In this study, we analysed the geographical scale effect on
intra-specific genetic distance using as study model a group of
Heteroceran Lepidoptera (i.e. moths) whose caterpillars feed on oak
(Quercus spp.) leaves. These moth species are widely distributed
over most parts of Europe (Camus 1936-1954). We could thus download a
high number of DNA barcodes from the public repository BOLD that were
pooled in the analyses with newly sequenced Iberian samples. Previous
reports on Lepidoptera have shown little intra-specific divergence at a
large geographical scale between Central and Northern Europe (Huemeret al. 2014). In this study, we included individuals from the
south of the continent to assess the effect of genetic diversity
hotspots on intra-specific genetic distance and identification success.

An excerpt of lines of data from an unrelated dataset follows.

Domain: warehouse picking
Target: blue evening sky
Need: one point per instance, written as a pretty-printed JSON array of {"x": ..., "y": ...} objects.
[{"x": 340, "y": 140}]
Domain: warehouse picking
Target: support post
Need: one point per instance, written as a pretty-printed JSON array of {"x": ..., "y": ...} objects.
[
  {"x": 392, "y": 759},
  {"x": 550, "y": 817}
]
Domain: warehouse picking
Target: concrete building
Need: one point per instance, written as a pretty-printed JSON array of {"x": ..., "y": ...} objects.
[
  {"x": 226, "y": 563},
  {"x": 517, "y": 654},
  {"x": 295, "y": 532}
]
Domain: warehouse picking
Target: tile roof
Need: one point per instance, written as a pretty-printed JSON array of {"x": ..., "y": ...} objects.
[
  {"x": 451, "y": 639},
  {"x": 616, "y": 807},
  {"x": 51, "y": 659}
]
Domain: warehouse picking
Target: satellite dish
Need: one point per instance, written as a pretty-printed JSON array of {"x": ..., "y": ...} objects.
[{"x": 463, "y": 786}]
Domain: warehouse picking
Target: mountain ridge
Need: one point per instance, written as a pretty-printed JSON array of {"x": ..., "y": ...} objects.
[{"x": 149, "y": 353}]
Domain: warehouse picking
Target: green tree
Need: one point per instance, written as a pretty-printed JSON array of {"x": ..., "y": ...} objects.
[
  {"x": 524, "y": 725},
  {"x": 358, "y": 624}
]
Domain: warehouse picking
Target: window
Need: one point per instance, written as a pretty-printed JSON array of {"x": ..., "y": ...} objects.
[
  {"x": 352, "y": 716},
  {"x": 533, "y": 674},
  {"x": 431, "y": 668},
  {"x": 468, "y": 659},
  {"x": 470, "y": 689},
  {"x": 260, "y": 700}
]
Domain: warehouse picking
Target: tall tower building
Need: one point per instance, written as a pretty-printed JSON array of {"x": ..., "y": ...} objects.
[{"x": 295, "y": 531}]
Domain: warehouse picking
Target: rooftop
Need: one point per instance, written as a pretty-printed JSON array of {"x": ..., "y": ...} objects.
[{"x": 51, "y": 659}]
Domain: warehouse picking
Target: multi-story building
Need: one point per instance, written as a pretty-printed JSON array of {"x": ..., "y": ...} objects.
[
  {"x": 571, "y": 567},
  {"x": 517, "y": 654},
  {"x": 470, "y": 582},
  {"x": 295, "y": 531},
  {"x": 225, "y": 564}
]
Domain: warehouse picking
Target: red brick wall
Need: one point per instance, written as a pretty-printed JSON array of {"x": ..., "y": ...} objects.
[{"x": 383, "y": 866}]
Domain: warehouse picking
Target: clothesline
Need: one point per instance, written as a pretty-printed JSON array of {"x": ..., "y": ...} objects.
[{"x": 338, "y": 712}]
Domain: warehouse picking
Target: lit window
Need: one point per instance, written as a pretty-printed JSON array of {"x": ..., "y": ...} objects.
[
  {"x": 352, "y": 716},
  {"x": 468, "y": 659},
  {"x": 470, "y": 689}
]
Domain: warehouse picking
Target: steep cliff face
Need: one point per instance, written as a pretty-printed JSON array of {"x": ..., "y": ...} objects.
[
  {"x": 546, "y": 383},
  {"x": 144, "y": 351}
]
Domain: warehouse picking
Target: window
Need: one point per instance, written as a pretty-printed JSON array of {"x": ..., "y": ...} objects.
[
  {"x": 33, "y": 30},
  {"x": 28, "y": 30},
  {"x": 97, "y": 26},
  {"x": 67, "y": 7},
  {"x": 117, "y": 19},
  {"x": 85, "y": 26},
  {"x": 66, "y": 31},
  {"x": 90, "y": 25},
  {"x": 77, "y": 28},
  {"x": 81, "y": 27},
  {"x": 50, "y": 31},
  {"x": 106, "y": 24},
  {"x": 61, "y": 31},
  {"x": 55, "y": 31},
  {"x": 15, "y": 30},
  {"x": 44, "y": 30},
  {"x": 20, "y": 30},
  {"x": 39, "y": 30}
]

Our concrete objectives were:
- To analyse to which extent the availability of DNA barcodes is biased
towards central and northern Europe.
- To know whether, in pairwise sequence comparisons, for any given
spatial distance the genetic divergence is higher if at least one of
the sequences comes from a southern European peninsula.
- To reconstruct a COI gene-tree to assess the geographical distribution
of genetic diversity on the continent and the presence of monophyletic
clades (intra-specific distinct lineages and potential cryptic
species) exclusive of southern Europe.